Abdelmonem Fawzi
We are now eight years away from the deadline of implementing the 2030 Agenda for Sustainable Development in full.
It is important to ask now where Africa stands now in achieving the goals of the agenda.
At the end of 2019, five sustainable development dimensions, namely people, prosperity, planet, peace and partnership were off track.
Then Covid-19 struck, threatening to erase much of the continent’s progress in achieving the Sustainable Development Goals (SDGs).
Simply put, Africa’s achievement of the goals is at grave risk.
The good news is, however, that young people in Africa have pledged to work harder to ensure that the continent achieves its sustainable development goals by 2030.
In a virtual discussion organised by the Economic Commission for Africa (ECA) under the theme, ‘Africa’s Youth in the Decade of Action: Actors or Bystanders’, youths from across the continent agreed to play a role in ensuring that Africa achieves the goals.
In her keynote address, climate and environment activist, Elizabeth Wanjiru Wathuti, commended her peers across Africa who are leaving no stone unturned to ensure that the SDGs are fulfilled by 2030.
“As a climate activist, I have not been sitting back and feeling helpless,” Wathuti said. “I started growing trees at the tender age of seven.”
Wathuti noted, however, that Africa’s youths need to be taken more seriously and that their voices and interests should be an integral part of decision-making processes.
“Youths’ engagement doesn’t mean inviting young people onto panels,” she said. “Serious engagement means internalising the fact that young people and future generations have the biggest stake in decisions made today.”
The United Nations Secretary-General’s Envoy on Youth, Jayathma Wickramanayake, said Africa is blessed to have the world’s youngest population, with a median age of just 19.7 years.
She expressed confidence in youths’ ability to steer the continent’s trajectory in the 21st century, cautioning that their success or failure would also be that of the continent as a whole.
Vera Songwe, the United Nations under-secretary-general and ECA executive secretary, said despite its negative effects, Covid-19 has presented huge opportunities in the areas of innovation and tourism.
“It has shown that Africa has the potential to grow and create jobs for its youths,” she said.

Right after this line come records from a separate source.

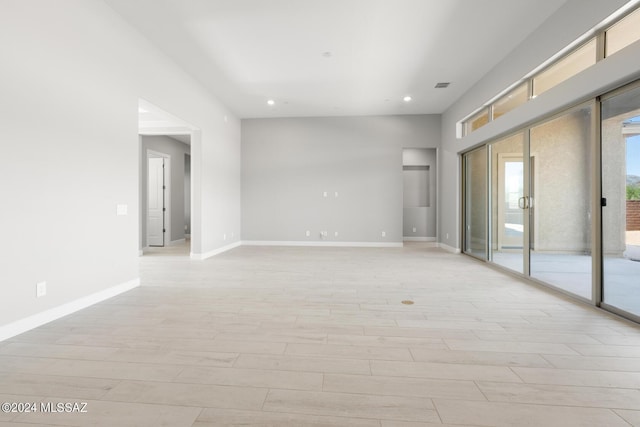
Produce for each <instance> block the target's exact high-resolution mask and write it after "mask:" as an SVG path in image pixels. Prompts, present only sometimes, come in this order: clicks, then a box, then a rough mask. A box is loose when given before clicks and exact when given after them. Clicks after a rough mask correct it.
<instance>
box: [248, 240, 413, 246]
mask: <svg viewBox="0 0 640 427" xmlns="http://www.w3.org/2000/svg"><path fill="white" fill-rule="evenodd" d="M242 245H243V246H322V247H353V248H401V247H402V246H403V244H402V242H327V241H322V242H320V241H310V242H307V241H271V240H243V241H242Z"/></svg>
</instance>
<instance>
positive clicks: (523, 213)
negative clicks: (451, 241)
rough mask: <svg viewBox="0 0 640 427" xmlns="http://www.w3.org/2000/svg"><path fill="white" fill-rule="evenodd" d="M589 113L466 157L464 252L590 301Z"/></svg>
mask: <svg viewBox="0 0 640 427" xmlns="http://www.w3.org/2000/svg"><path fill="white" fill-rule="evenodd" d="M592 110H593V107H592V104H589V105H587V106H581V107H578V108H574V109H572V110H570V111H568V112H566V113H564V114H562V115H559V116H556V117H554V118H553V119H550V120H548V121H545V122H543V123H540V124H538V125H536V126H533V127H530V128H527V129H525V130H523V131H521V132H519V133H517V134H514V135H512V136H509V137H506V138H503V139H500V140H498V141H495V142H491V143H489V144H488V145H487V149H478V150H475V151H473V152H471V153H467V154H466V155H465V156H464V159H465V163H464V165H465V202H466V203H465V207H466V208H465V226H466V230H465V231H466V234H465V236H466V241H465V248H464V249H465V252H466V253H469V254H471V255H474V256H477V257H481V258H483V259H488V260H489V261H490V262H493V263H495V264H498V265H500V266H502V267H505V268H507V269H510V270H513V271H515V272H518V273H521V274H523V275H525V276H528V277H531V278H534V279H536V280H539V281H541V282H544V283H547V284H549V285H552V286H554V287H556V288H559V289H561V290H563V291H565V292H568V293H571V294H574V295H576V296H579V297H582V298H585V299H589V300H591V297H592V289H593V282H592V269H593V259H592V256H591V240H592V239H591V230H592V214H591V208H592V200H593V197H592V167H591V164H592V158H591V153H592V152H593V143H594V138H593V137H592V133H593V131H592ZM487 150H488V151H487ZM487 181H488V185H489V187H488V188H487ZM487 197H488V203H487ZM486 248H489V253H488V254H487V253H486Z"/></svg>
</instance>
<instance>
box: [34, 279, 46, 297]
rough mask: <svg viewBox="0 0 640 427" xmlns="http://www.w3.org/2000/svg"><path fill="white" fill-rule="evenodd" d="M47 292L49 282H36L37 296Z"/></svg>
mask: <svg viewBox="0 0 640 427" xmlns="http://www.w3.org/2000/svg"><path fill="white" fill-rule="evenodd" d="M46 294H47V282H39V283H36V297H37V298H40V297H43V296H45V295H46Z"/></svg>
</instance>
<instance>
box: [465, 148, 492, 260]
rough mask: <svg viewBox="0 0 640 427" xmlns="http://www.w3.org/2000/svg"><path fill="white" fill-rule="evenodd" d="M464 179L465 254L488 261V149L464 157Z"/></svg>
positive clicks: (467, 153)
mask: <svg viewBox="0 0 640 427" xmlns="http://www.w3.org/2000/svg"><path fill="white" fill-rule="evenodd" d="M463 162H464V165H463V166H464V170H465V179H464V188H465V191H464V194H465V199H464V217H465V225H464V252H465V253H467V254H469V255H473V256H475V257H478V258H482V259H487V149H486V147H482V148H479V149H477V150H474V151H471V152H470V153H467V154H465V155H464V157H463Z"/></svg>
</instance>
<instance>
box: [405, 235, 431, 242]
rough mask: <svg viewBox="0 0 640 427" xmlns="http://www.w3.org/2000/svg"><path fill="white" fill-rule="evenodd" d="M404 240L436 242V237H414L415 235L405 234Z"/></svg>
mask: <svg viewBox="0 0 640 427" xmlns="http://www.w3.org/2000/svg"><path fill="white" fill-rule="evenodd" d="M402 240H404V241H405V242H435V241H436V238H435V237H413V236H404V237H402Z"/></svg>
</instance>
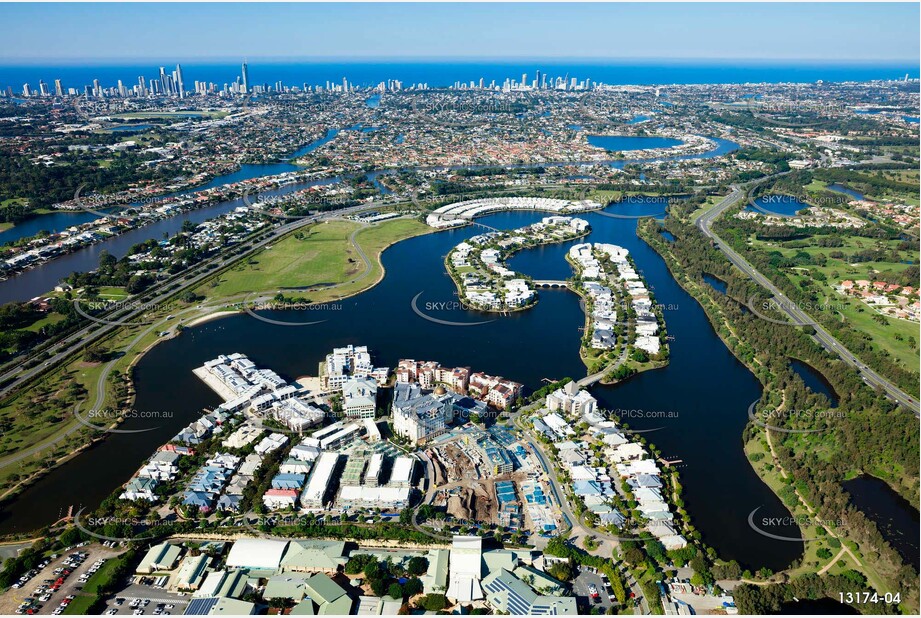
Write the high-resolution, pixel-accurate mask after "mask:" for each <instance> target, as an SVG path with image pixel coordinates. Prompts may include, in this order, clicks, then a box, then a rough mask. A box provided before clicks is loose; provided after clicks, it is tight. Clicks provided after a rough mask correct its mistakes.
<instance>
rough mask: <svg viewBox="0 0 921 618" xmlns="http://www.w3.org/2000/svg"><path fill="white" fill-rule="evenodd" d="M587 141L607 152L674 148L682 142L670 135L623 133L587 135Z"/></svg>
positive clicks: (678, 145) (679, 139)
mask: <svg viewBox="0 0 921 618" xmlns="http://www.w3.org/2000/svg"><path fill="white" fill-rule="evenodd" d="M588 143H589V144H591V145H592V146H596V147H598V148H604V149H605V150H607V151H608V152H627V151H629V150H646V149H648V148H674V147H675V146H680V145H681V144H683V143H684V142H682V141H681V140H680V139H673V138H671V137H634V136H623V135H589V136H588Z"/></svg>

She urged young people to use such opportunities to create their own jobs and become the employers and entrepreneurs for a prosperous Africa by 2030.
Songwe cited an ECA youth programme called ‘African Girls Can Code’, which links girls across Africa and enables them to learn the internet of things, artificial intelligence, and gaming – as an initiative that also creates jobs for young girls in the continent.
She said with the African Continental Free Trade Area (AfCFTA), Africa can begin to manufacture on the continent and do value addition across the different sectors of its economies.
She pointed out that young people are those most affected by the SDGs.
“They stand to gain the most from high-quality education, decent work, gender equality and a healthy planet – or to lose the most if the world fails to reach those goals,” Songwe said. “Their energy, ideals and initiatives are crucial for achieving the goals.”
Emma Theofelus, Namibia’s deputy minister of information, communications and technology, said making data accessible to youths would go a long way to enhance Africa’s growth.
“We need young people in decision-making positions,” she said. “They should be at the tables where Africa’s future is being discussed.”
Adji Bousso Dieng, founder of The Africa I Know initiative, noted that investments in science, technology, engineering and mathematics are still missing.
“We don’t have the skills and infrastructure in place that can transform raw materials into final products for export,” she said. “This denies the youth employment opportunities on the continent.”
The need for increased collaboration to enhance growth in Africa was underscored by Thobo Khathola, managing director of tutoring company, Lion Tutoring, who expressed hope that AfCFTA would enable Africans collaborate even more.
The issue of unemployment, poverty and the lack of education was also raised by Achalake Christian Leke, executive director of LOYOC Cameroon, who described this as a ‘big problem’ for Africa that needs to be tackled immediately.
“This needs to be addressed if we want to see any progress on the continent,” Leke said.
The event served as a platform for young people to engage with leaders to renew their commitment to the 2030 Agenda and to advocate for urgency, ambition, and action to realise the SDGs; provide African youths with a virtual hub to mobilise and reflect on their needs and aspirations, and establish coalitions for positive change through the achievement of the goals.
It was also an opportunity for young leaders to share best practices, experiences, and challenges in their work towards the goals, and brainstorm concrete ideas and actions that young women and men can take in their respective communities, countries, and regions to ensure that Africa achieves the goals by 2030.